Sexing Sound: Feminist Episodes in Music Cultures, Audio Practice and Contemporary Art [in progress]
Edited by Valerie Tevere and Siona Wilson
Organized as a visually rich volume of critical essays and archival documents, Sexing Sound: Feminist Episodes in Music Cultures, Audio Practices and Contemporary Art offers a range of feminist approaches to experimental rock, pop and audio practices as they intersect at particularly significant moments with the art world. With an opening section that addresses innovative feminist methodologies for sound and music, the arc of the book follows a series of historically rich thematic “episodes.” These include the late 1960s-1970s move out of the concert halls (e.g., Charlotte Moorman, Pauline Oliveros, and Annea Lockwood), the complexities of race/class/gender/sexuality in punk, the no-wave moment in New York, women in electronic music, and the watershed moment of Riot Grrrl and beyond (including Pussy Riot).

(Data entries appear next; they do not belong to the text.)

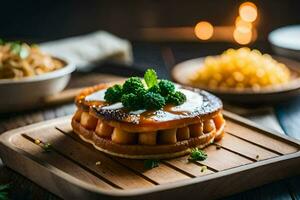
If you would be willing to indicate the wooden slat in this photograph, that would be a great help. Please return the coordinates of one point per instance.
(259, 138)
(59, 162)
(245, 148)
(161, 174)
(191, 168)
(221, 159)
(84, 156)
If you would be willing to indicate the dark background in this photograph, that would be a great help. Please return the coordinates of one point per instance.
(38, 20)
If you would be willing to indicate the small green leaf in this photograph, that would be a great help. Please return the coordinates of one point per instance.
(150, 78)
(149, 164)
(197, 155)
(24, 53)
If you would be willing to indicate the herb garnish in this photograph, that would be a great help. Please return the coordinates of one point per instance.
(150, 164)
(150, 78)
(135, 95)
(197, 155)
(19, 49)
(4, 192)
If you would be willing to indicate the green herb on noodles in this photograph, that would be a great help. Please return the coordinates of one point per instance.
(150, 164)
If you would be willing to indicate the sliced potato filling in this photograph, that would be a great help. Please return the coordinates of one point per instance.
(168, 136)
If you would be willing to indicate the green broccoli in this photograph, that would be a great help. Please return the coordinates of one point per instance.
(153, 101)
(166, 87)
(154, 89)
(176, 98)
(133, 85)
(132, 101)
(113, 94)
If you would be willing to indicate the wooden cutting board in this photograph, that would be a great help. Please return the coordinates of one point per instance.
(247, 156)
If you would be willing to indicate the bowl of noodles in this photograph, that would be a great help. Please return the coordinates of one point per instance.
(28, 75)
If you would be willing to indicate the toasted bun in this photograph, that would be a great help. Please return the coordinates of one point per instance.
(144, 151)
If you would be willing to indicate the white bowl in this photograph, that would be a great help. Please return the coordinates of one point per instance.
(286, 41)
(28, 92)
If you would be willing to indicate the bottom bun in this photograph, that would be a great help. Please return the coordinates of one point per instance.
(137, 151)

Our approach is an intersectional one, with feminism providing a critical methodology for addressing the complexities of other kinds of difference such as sexuality, gender, and race/ethnicity. By including historically important (and visually engaging) documents, such as feminist scores and the songbook for the experimental feminist rock band, Disband, together with critical essays, the book is aimed at a broad popular readership interested (as non-specialists and specialists alike) in art and music. Additionally, we see it as potentially serving as a textbook for a growing number of sound art classes offered in studio art, art history and music programs.